Tag Archives: Mark Conway

“Blue Departed” at the Vault Festival

The smell of weed and spray paint and a walk down Leake Street mean it must be time for this year’s always-bigger-than-ever arts extravaganza under Waterloo Station. Yesterday was opening night no less for the start of eight weeks of events. With more than 400 shows to come, any single offering couldn’t be representative of the fare on offer, but the Anima Theatre Company’s show embodies my experience of previous years, both for good and ill. The Vault Festival is a great place for exciting new writing that isn’t afraid of taking risks that don’t always pay off.

There are plenty of ideas behind Serafina Cusack’s take on Dante’s Inferno. And that’s impressive. The show asks us to imagine Dante as a heroin addict and his (dead) Beatrice haunting him. But if you don’t know that before you go in you’ll be pretty lost. It is a good idea, testament to the potential here, as we descend into a hell that might be grief or cold turkey. But there’s a sense of trying too hard to be relevant and, dare I say it, trying to shock. Does Beatrice, also an addict, really have to be pregnant?

That same sense of trying too hard fills the production. The direction from Henry C Krempels feels manic, which works some of the time, but the show needs slowing down. The energy involved may be admirable but is also a little exhausting. The sound design is intrusive, although that might have been an attempt to compensate for noise emanating from the show next door, which is a problem throughout the venue. Cusack’s script has its moments, and is certainly stylish, but suffers from too many nonsensical touches; there’s a reference to the smell of an artery that made me stumble – who knows what one of those smells like?

The three consciously odd characters are difficult company, if well performed. The get-out clause is that what we see is a drug-induced haze, and Cusack’s play on time and hallucinations is great stuff. Mark Conway takes the lead role and does well with bringing out the piece’s considerable wit – Cusack’s comedy is another strength. But the two other characters (‘her’ and ‘his brother’) are, respectively, unbelievable and thinly written. That said, Rebecca Layoo and Richard James Clarke offer strong support and should be proud of their performances.

Creating characters who come close to being merely devices – and using a concept in the place of a plot – isn’t to everyone’s taste. Both can make a piece strangely cold and hard to engage with. A firmer criticism is that this show isn’t clear about what it wants to do. Tell us about mourning? Or addiction? Both, presumably, but that proves too much for a short show and the insights here are limited. Blue Departed fails to convince, but the experiment is admirable and effort valiant.

Until 27 January 2019

www.vaultfestival.com

Photo by Lidia Crisafulli

“Ballistic” at the King’s Head Theatre

Given its depressingly topical subject matter, it feels obligatory to reveal the plot of Alex Packer’s assured debut play. Which is a shame, since getting to know its protagonist, and following him to an unexpectedly harrowing end, is a cleverly plotted journey that’s well executed. This is a strong one-man show with a performance from Mark Conway that’s well worth watching. But not everyone wants to see a play about violence, misogyny and mental health, all of which qualify for trigger warnings.
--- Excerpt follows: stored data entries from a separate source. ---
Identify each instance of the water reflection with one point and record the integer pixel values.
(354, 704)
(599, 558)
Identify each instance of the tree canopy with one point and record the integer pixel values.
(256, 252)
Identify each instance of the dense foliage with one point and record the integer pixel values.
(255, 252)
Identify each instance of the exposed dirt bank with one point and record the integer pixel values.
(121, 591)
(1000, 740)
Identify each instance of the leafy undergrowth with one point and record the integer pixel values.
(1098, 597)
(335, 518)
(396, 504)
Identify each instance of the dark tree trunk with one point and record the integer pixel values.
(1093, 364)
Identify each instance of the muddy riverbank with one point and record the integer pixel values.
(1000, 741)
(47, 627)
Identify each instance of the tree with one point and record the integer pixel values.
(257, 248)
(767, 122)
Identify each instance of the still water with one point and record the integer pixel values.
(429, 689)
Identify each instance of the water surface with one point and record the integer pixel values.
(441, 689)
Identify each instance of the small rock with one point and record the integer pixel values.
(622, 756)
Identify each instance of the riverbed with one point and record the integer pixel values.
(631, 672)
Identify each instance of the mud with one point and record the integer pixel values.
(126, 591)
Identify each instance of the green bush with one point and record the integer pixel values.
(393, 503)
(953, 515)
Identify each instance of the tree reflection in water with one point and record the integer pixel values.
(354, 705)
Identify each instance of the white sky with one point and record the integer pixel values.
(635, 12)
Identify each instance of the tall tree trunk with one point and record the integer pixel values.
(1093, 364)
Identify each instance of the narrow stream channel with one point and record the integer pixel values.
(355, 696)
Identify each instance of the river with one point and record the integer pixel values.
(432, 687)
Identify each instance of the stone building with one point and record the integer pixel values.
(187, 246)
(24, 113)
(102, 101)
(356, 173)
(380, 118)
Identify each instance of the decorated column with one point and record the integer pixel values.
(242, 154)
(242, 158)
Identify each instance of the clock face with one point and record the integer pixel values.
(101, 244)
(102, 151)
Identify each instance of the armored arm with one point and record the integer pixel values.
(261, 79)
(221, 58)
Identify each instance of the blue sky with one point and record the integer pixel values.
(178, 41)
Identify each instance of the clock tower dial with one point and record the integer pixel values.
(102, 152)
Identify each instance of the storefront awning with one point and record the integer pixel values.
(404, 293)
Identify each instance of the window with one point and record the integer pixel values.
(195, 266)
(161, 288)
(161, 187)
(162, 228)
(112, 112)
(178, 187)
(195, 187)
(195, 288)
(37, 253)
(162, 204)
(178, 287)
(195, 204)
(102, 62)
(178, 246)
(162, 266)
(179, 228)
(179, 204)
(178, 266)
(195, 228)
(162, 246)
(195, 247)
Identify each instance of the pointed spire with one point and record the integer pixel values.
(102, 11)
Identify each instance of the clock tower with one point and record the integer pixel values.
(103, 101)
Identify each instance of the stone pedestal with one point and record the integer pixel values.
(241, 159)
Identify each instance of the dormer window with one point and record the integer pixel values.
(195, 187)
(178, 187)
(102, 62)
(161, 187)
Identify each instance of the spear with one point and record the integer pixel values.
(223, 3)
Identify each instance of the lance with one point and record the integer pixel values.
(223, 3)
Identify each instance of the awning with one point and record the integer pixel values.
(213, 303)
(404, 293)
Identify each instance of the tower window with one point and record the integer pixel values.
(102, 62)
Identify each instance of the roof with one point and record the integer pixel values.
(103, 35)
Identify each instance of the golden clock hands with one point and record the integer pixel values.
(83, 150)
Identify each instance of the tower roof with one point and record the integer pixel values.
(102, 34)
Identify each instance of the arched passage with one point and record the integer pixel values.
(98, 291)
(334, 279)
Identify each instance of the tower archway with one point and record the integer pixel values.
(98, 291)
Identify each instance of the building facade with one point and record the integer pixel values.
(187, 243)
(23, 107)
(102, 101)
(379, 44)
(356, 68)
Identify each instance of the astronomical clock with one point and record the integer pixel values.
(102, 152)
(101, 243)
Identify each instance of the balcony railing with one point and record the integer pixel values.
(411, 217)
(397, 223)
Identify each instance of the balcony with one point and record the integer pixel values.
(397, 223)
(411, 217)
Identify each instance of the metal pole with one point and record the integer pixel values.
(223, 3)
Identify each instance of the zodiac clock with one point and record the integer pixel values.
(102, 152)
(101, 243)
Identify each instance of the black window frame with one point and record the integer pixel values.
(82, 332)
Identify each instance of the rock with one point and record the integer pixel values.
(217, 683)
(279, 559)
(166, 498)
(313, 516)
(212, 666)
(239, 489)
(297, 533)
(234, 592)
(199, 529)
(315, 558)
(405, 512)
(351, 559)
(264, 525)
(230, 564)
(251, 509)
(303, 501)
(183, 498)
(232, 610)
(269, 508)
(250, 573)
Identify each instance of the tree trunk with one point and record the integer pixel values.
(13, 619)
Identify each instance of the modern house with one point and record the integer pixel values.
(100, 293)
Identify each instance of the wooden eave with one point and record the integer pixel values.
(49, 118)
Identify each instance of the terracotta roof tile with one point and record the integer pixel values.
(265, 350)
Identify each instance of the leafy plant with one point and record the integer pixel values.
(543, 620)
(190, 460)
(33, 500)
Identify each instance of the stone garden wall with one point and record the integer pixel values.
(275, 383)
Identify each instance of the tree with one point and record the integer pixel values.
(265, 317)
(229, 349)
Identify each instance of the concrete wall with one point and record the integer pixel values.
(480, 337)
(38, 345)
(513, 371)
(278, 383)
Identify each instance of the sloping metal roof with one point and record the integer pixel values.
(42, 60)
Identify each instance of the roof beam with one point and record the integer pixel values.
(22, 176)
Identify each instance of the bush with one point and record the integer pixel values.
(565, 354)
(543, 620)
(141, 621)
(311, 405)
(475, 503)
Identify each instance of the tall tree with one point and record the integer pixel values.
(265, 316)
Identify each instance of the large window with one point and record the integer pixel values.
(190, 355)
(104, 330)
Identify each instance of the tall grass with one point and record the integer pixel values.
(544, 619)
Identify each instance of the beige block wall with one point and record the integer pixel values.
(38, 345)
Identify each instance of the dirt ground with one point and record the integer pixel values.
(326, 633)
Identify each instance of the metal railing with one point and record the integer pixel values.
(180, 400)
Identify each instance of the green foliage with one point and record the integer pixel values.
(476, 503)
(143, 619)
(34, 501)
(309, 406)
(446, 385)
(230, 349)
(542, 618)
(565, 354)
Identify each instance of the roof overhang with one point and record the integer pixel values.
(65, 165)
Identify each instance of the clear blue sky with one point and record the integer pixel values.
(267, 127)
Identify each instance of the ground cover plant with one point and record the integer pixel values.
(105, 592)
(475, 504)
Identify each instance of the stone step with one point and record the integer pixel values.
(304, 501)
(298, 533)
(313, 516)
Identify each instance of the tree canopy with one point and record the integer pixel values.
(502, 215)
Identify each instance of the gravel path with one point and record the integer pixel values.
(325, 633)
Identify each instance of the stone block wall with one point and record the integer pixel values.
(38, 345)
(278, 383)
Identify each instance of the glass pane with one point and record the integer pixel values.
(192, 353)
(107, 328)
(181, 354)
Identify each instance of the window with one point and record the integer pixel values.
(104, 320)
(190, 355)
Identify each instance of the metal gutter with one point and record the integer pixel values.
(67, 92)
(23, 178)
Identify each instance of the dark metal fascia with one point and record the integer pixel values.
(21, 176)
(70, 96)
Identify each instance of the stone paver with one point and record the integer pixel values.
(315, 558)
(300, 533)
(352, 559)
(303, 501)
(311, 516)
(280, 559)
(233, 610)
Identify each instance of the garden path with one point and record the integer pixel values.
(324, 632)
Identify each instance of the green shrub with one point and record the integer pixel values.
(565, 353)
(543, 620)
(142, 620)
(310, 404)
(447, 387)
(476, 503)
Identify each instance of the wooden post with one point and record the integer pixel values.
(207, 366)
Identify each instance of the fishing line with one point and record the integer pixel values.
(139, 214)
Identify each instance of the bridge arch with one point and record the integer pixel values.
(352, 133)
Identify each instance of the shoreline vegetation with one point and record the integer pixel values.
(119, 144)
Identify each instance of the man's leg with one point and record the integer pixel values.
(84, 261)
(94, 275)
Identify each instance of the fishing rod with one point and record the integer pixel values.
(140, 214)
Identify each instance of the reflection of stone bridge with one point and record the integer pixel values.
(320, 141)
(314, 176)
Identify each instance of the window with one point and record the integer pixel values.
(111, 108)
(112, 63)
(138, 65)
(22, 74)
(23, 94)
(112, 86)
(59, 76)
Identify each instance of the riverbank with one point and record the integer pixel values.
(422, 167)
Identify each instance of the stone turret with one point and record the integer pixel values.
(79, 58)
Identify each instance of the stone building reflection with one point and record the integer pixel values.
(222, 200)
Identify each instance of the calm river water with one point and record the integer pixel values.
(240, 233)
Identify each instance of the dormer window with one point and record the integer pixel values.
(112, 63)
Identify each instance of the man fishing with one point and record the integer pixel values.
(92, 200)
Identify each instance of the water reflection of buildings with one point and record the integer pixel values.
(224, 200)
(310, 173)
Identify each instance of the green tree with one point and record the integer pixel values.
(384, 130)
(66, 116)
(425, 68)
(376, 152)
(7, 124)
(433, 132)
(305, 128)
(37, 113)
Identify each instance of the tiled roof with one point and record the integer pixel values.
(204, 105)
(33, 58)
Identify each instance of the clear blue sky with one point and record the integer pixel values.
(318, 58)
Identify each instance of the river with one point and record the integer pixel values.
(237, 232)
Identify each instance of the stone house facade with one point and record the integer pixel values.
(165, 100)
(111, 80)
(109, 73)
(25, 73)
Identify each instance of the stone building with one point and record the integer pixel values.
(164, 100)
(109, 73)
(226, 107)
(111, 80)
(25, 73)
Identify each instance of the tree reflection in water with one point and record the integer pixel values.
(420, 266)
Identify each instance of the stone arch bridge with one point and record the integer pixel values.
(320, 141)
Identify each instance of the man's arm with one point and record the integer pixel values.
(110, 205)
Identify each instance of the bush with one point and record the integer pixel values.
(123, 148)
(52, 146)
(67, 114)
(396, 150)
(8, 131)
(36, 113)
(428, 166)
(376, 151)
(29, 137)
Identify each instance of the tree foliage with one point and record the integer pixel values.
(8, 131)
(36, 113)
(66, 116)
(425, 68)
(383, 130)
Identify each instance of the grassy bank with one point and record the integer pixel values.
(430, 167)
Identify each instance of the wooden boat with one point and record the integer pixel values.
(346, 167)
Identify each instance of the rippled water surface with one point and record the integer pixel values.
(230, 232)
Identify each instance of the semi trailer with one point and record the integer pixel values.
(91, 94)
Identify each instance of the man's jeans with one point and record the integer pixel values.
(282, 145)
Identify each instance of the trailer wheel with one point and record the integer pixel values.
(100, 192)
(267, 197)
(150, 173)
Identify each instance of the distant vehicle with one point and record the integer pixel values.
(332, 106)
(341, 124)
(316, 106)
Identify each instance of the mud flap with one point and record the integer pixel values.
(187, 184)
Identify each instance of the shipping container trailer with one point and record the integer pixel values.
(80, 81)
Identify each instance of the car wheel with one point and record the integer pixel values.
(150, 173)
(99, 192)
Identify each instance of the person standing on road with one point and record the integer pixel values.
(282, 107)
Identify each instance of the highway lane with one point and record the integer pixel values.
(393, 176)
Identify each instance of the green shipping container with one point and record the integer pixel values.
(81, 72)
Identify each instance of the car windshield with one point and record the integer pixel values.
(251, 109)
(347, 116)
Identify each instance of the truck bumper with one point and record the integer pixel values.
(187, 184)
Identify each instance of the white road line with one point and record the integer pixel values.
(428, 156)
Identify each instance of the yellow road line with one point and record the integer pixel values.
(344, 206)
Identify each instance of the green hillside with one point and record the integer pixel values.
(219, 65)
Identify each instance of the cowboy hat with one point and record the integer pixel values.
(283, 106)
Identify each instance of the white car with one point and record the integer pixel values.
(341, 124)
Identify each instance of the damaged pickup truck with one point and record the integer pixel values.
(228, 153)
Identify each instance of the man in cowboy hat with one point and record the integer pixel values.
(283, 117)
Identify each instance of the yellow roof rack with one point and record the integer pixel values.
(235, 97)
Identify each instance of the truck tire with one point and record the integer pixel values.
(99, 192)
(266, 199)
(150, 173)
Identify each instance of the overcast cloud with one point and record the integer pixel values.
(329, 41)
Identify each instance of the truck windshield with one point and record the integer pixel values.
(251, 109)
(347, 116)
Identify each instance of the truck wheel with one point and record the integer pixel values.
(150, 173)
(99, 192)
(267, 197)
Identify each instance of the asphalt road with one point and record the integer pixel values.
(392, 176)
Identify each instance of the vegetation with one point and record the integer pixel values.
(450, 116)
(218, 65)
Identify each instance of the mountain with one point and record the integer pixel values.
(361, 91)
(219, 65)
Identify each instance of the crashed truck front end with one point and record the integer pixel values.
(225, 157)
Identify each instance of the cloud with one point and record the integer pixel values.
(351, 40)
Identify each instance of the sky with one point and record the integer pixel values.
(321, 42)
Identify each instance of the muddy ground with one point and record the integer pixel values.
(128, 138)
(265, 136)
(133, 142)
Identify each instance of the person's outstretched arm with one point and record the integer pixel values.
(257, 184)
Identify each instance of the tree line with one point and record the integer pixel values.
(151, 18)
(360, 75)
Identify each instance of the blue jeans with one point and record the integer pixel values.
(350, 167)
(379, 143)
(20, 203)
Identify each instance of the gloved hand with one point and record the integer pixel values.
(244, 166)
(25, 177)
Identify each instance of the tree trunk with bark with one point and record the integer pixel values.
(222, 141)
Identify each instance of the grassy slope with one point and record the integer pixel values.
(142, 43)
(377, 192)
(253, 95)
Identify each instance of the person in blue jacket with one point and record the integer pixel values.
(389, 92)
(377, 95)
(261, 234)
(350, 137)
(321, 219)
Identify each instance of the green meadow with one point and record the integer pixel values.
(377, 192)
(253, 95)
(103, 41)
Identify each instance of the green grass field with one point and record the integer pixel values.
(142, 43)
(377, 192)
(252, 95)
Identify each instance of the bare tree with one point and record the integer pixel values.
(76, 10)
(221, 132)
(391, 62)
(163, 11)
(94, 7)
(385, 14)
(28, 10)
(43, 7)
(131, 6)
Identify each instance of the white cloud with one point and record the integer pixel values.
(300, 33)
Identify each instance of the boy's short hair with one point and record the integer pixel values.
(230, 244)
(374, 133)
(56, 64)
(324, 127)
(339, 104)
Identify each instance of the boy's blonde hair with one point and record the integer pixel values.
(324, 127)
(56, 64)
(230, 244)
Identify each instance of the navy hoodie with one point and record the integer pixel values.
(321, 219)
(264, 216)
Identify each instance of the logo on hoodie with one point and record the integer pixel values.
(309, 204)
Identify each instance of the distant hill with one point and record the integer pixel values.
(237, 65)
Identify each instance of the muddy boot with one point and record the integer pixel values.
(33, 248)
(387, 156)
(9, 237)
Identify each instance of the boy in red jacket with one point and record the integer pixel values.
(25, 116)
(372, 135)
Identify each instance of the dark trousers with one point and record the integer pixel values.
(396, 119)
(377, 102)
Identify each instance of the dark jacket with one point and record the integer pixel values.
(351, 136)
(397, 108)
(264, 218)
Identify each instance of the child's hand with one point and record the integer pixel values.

So, with another spoiler alert – because the gradually revealed surprise is the best thing here – this is a tale of a loner college student on a murderous campus rampage. Conway takes us from sympathising with the character, to worrying about him, then being afraid of him. Encouraged by Anna Marsland’s skilful direction, we often cringe with, but also laugh at the future mass murderer, as if conniving with his bullying. And attempts by his best friend prove futile, raising questions of how tolerant and capable of assisting any of us would be. It’s a shame this dark sense of complicity isn’t pushed further.

The role of social media, to both humiliate and validate, is rightly explored by Packer but it comes too close to providing an explanation for subsequent behaviour – too easy. Introducing internet pornography and computer gaming is predictable and any connection to what happens is at best risible, at worst lazy thinking. When it comes to gaming, some poetry is introduced – a nice idea that doesn’t quite work but further confirms Packer’s potential. Yet, ultimately, our nameless subject is a little too naïve, especially as a college student. Conway and Marsland make all this compelling to watch. But the character is reduced to a specimen observed and finally, too comfortably, removed from us.